Republicans, largely led by GOP gubernarotial candidate Kari Lake who lost her election to Democrat Katie Hobbs, have pointed to printer malfunctions in Maricopa County as a centerpiece in her challenge against the elections results.
The objections voiced by Lake also impacted other counties, notably Cochise County which refused to certify the 2022 election. However, the county is now facing a lawsuit after it voted to delay the certification of the election canvass.
The Hill’s Julia Mueller reports that the lawsuit was filed on behalf of a local voter and the Arizona Alliance of Retired Americans. The lawsuit hits the county’s Board of Supervisors for a “long, baseless effort to call into question the results of the 2022 general election and evade Arizona law” and argues the body doesn’t have the authority to hold up the election results.
RNC launches election postmortem
The Republican National Committee announced on Tuesday it is launching a Republican Party Advisory Council, which will study the GOP’s performance during this past election and will roll out a report with its finding during the first half of 2023.
“As we assess the midterms and plan for 2024, we are gathering a diverse range of respected leaders in our movement to join together and help chart a winning course in the years to come.
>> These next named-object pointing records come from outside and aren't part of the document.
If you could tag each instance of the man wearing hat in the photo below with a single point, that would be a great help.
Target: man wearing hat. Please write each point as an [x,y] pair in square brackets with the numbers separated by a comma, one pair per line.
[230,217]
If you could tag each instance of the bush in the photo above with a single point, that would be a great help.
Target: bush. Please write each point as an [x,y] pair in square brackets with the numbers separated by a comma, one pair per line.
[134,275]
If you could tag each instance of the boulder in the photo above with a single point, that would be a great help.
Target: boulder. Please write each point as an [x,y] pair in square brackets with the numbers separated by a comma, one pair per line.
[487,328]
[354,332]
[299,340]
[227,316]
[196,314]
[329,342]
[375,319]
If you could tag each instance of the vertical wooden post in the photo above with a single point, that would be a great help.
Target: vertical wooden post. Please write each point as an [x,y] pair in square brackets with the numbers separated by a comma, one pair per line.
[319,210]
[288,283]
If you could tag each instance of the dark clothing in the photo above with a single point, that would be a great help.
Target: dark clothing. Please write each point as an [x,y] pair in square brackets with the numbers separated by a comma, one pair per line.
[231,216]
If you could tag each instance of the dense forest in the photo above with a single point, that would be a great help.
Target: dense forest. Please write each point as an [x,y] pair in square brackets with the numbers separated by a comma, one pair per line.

I am thrilled that this talented group of Republicans will be shoulder to shoulder with us as we work to grow our party, hold Democrats accountable, and elect Republicans,” RNC Chairwoman Ronna McDaniel said in a statement.
The council’s members include Alabama Sen.-elect Katie Britt, former Trump White House adviser Kellyanne Conway, Family Research Council President Tony Perkins, former Arizona Senate candidate Blake Masters and Michigan Rep.-elect John James.